Ceza Genel Kurulu 2005/11-137 E., 2005/142 K.
Ceza Genel Kurulu 2005/11-137 E., 2005/142 K.
AF YASASI NEDENİYLE DURMA VEYA DÜŞME
DİRENME KARARI
DOLANDIRICILIĞA TEŞEBBÜS
KESİN KANIT OLMADIĞINDAN SANIĞIN BERAATİ
YARGILAMA KOŞULUNUN GERÇEKLEŞMEMESİ
ZAMANAŞIMI, ŞİKAYETTEN VAZGEÇME
5237 S. TÜRK CEZA KANUNU [ Madde 37 ]
5237 S. TÜRK CEZA KANUNU [ Madde 52 ]
5237 S. TÜRK CEZA KANUNU [ Madde 53 ]
5237 S. TÜRK CEZA KANUNU [ Madde 63 ]
5237 S. TÜRK CEZA KANUNU [ Madde 158 ]
5271 S. CEZA MUHAKEMESİ KANUNU [ Madde 305 ]
5271 S. CEZA MUHAKEMESİ KANUNU [ Madde 326 ]

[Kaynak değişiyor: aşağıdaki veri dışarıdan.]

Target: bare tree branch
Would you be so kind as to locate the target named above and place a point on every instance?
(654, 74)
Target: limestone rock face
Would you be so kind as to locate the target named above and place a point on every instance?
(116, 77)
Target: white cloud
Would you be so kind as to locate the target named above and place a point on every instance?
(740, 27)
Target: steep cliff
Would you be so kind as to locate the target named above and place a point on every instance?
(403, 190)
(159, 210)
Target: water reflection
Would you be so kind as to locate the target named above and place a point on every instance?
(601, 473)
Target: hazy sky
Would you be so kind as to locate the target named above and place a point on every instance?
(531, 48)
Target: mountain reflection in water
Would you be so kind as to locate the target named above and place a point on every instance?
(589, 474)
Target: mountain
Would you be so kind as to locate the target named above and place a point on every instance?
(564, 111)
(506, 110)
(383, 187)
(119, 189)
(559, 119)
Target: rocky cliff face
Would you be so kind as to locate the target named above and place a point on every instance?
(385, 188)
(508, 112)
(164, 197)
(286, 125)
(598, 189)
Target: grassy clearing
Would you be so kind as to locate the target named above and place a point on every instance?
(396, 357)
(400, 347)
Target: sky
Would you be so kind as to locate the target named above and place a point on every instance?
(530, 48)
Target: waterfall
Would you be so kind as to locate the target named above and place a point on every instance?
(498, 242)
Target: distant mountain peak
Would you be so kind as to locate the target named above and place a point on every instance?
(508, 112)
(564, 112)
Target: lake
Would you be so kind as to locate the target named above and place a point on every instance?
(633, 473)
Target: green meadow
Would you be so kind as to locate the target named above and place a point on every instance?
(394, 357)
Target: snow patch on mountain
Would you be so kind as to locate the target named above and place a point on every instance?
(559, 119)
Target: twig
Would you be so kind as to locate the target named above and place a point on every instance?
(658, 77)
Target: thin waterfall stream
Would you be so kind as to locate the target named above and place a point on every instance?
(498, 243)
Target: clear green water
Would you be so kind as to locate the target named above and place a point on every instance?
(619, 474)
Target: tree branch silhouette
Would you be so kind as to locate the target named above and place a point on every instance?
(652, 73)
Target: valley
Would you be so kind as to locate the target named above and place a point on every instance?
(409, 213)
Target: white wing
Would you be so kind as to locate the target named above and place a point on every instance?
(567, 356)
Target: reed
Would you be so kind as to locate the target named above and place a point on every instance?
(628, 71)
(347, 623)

5320 S. CEZA MUHAKEMESİ KANUNUNUN YÜRÜRLÜK VE UYGULAMA ... [ Madde 8 ]
"İçtihat Metni"
Sanıklardan, ..... ...'ün TCY'nın 504/5,522,81/1-son maddeleri uyarınca 5 yıl 6 ay ağır hapis ve 37.505.682.000 lira ağır para cezasıyla, ..... ...'ün TCY'nın 504/5,522,81/1-son maddeleri uyarınca 5 yıl 1 gün ağır hapis ve 37.502.420.000 lira ağır para cezasıyla, cezalandırılmalarına ve haklarında aynı yasanın 31 ve 33. maddelerinin uygulanmasına, ..... .....'ın ise TCY'nın 504/5 ve 522 maddeleri uyarınca 5 yıl ağır hapis ve 37.500.000.000 lira ağır para cezasıyla cezalandırılmasına, hakkında aynı yasanın 31. maddesinin uygulanmasına, haklarında TCY'nın 40. maddesinin tatbikine, tüm sanıkların dolandırıcılığa teşebbüs suçundan beraatlerine, CD.nin dosyada delil olarak saklanmasına, yargılama giderlerinin sanıklardan müteselsilen tahsiline ilişkin Tarsus Ağır Ceza Mahkemesince verilen 16.07.2004 gün ve 210-235 sayılı hüküm, Sanıklar müdafiileri tarafından temyiz edilmekle dosyayı inceleyen Yargıtay 11. Ceza Dairesince 30.12.2004 gün ve 9912-10254 sayı ile;
Sanıklar ..... ... ve ..... ... hakkında onanmış,
Sanık ..... ..... hakkında ise;
'Sanık ..... .....'ın üzerine atılı suçu işlediğine dair savunmasının aksini gösterir cezalandırılmasına yeterli ve kesin kanıt bulunmadığı gözetilmeden, varsayımlarla hareket edilerek yazılı şekilde mahkûmiyet hükmü kurulması,' isabetsizliğinden bozulmuştur.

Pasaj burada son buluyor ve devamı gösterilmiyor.